Prendre la tension avec un tensiomètre manuel ?

Pour prendre la tension avec un tensiomètre manuel, il faut bien-sur un tensiomètre manopoire ou manobrassard et un stéthoscope qui permettra d’entendre les battements cardiaques et de distinguer la mesure systolique et la mesure diastolique lors de la décompression du brassard.

Il est préférable de dégager le bras de tout vêtement voir de le mettre à nu.

Positionner le brassard du tensiomètre manuel autour du biceps afin que la tubulure soit dans l’axe de l’artère humérale et à environ 2 cm du pli du coude.

Gonfler le brassard jusqu’à la disparition du pouls puis regonfler environ 30 mmHg de plus.
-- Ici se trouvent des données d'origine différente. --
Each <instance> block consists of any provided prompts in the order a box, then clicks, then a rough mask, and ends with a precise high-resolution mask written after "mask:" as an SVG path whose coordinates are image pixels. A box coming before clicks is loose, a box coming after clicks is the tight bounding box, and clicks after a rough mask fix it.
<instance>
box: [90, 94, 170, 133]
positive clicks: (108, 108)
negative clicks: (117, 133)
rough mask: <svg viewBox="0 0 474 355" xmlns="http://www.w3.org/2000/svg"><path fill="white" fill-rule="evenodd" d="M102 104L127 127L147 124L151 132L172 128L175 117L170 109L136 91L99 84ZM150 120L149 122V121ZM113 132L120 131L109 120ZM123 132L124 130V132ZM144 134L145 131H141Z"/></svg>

Dégonfler le brassard lentement et de manière linéaire à l’aide de la mollette de décompression.

A l’aide du stéthoscope, 5 phases d’écoute selon la méthode auscultatoire (ou méthode de KOROTKOFF) sont nécessaires pour définir les mesures systoliques et diastoliques :

  • Phase 1 : perception pour la première fois de 2 bruits consécutifs : Valeur de la systole.
  • Phase 2 : bruits prolongés et doux
  • Phase 3 : bruits brefs et renforcés
  • Phase 4 : bruits doux et assourdis
  • Phase 5 : disparition des bruits : Valeur de la diastole.
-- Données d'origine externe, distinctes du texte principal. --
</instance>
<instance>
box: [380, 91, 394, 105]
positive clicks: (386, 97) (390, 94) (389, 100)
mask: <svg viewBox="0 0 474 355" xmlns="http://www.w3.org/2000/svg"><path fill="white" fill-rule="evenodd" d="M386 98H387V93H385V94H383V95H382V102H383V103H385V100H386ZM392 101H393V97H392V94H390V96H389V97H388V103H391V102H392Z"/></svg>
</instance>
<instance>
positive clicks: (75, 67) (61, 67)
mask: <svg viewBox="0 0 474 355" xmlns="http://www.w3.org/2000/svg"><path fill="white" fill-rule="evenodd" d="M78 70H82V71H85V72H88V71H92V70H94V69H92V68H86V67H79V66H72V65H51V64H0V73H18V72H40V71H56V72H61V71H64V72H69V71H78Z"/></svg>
Quelques règles pour bien prendre sa tension avec un tensiomètre électronique

Vous venez d’acheter un nouveau tensiomètre électronique :

Voici quelques règles pour bien prendre  sa tension avec un tensiomètre électronique au bras ou au poignet :

  • Bien lire la notice d’utilisation du tensiomètre
  • S’installer assis confortablement au bord d’une table et éviter de bouger ou parler.
  • Se reposer 5 minutes avant la prise de la tension et dégager le bras de tout vêtement
  • Tensiomètre électronique au bras : enfiler le brassard au bras gauche (si droitier) et le positionner au niveau du biceps avec le tuyau dans l’axe de l’artère. Ne pas serrer le poing
  • Tensiomètre au poignet : Poser le coude sur la table et s’assurer que le tensiomètre soit au niveau du coeur. Ne pas serrer le poing
  • Pendant la mesure éviter de bouger et s’abstenir de parler (tout mouvement intenpestif peut être mal interprété par l’appareil)
  • Afin d’affiner la mesure, il est conseillé de prendre 3 fois la mesure consécutive à une minute d’intervalle et de faire une moyenne

Avant de mettre en pratique ces conseils, il est nécessaire de préciser que le choix de l’appareil que vous utilisez doit être fiable.

Une liste de tensiomètre a été mise en place par l’AFSSAPS qui garantie la fiabilité de l’appareil.

 

Position pour une prise de tension avec un tensiomètre électronique au bras :

Le brassard doit être positionné de préférence au bras gauche au niveau du biceps en laissant 2 centimètres à la jointure du coude.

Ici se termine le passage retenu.